Даже цыганки соперничали из-за стихов Пушкина, за которыми гонялись светские женщины. Рассказывая об этом, Таня прибавила: «У Нащокина тогда дела были плохи, он говорит Пушкину: «Тебе-то хорошо, ты напишешь двадцать стихов, вот тебе и двадцать золотых».
Нащокин выкупил Ольгу и поселил ее у себя. У них Таня встречала Пушкина. В табор он ездил все реже, но наблюдательная Таня несколько раз видела его и позже, когда он стал женихом, и хорошо описала его предсвадебное настроение.
В Москве не только плясали, пировали, пили и ели, там увлекались книгами, мыслями, искусством, философией, в особенности немецкой, изучали Канта и Шеллинга. Это течение Пушкин подметил еще раньше. Во второй главе «Онегина», писанной в Одессе еще до встречи с москвичами, он говорит:
Это можно отнести к московской молодежи, с которой Пушкин встретился два года спустя после того, как эти строчки были написаны. Е. А. Баратынский писал ему в Михайловское:
«Надо тебе сказать, что московская молодежь помешана на трансцендентальной философии. Не знаю, хорошо это или худо, я не читал Канта и, признаюсь, не очень понимаю новейших эстетов. Впрочем, какое о том дело, в особенности тебе. Твори прекрасное, и пусть другие ломают над ним голову» (январь 1826 г.).

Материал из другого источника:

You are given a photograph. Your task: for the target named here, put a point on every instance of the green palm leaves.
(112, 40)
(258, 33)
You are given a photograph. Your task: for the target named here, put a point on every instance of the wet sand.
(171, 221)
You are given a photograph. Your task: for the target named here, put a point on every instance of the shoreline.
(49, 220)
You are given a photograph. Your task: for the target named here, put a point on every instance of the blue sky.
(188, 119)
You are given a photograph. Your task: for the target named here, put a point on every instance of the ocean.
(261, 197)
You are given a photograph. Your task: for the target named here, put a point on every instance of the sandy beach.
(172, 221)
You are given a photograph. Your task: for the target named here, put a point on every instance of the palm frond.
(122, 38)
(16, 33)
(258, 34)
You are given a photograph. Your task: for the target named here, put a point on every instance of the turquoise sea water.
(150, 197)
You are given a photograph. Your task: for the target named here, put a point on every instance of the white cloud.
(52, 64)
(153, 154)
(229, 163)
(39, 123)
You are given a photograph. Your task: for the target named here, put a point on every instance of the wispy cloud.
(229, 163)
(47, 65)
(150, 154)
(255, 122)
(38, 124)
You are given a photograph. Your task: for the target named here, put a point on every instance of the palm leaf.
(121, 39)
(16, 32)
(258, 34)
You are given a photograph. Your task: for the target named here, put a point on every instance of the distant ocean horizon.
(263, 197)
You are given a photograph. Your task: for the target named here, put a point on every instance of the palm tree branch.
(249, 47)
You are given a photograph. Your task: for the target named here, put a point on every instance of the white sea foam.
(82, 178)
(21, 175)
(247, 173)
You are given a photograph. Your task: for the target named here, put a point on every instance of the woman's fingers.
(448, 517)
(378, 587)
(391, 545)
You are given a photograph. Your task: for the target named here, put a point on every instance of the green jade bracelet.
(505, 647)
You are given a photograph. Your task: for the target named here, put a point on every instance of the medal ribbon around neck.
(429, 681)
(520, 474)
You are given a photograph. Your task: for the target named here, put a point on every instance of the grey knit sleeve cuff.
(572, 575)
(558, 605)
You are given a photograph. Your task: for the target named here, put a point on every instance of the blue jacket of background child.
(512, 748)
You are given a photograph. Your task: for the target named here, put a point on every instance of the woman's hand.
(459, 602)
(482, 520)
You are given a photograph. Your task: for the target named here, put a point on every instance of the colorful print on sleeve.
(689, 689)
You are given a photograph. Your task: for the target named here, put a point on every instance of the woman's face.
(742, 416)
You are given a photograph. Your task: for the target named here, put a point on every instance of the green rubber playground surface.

Вдохновителем московского кружка шеллингианцев был дальний родственник Пушкина, даровитый юный поэт Д. В. Веневитинов (1805–1827). В доме его матери Елагиной чаще всего собирался их кружок. Веневитинов дал этим собраниям вокруг самовара или бутылки вина название Общество Любомудров. В него входили такие же, как и он, архивные юноши – братья Киреевские, князь В. Одоевский, А. Кошелев, кроме того, профессора Погодин и Шевырев. Философствовать приходилось при закрытых дверях. Дней Александровых прекрасное начало осталось далеко позади. При Николае никакие кружки и общества не разрешались. Даже такое невинное занятие, как совместное изучение Канта, Фихте и Шеллинга, могло навлечь гонения.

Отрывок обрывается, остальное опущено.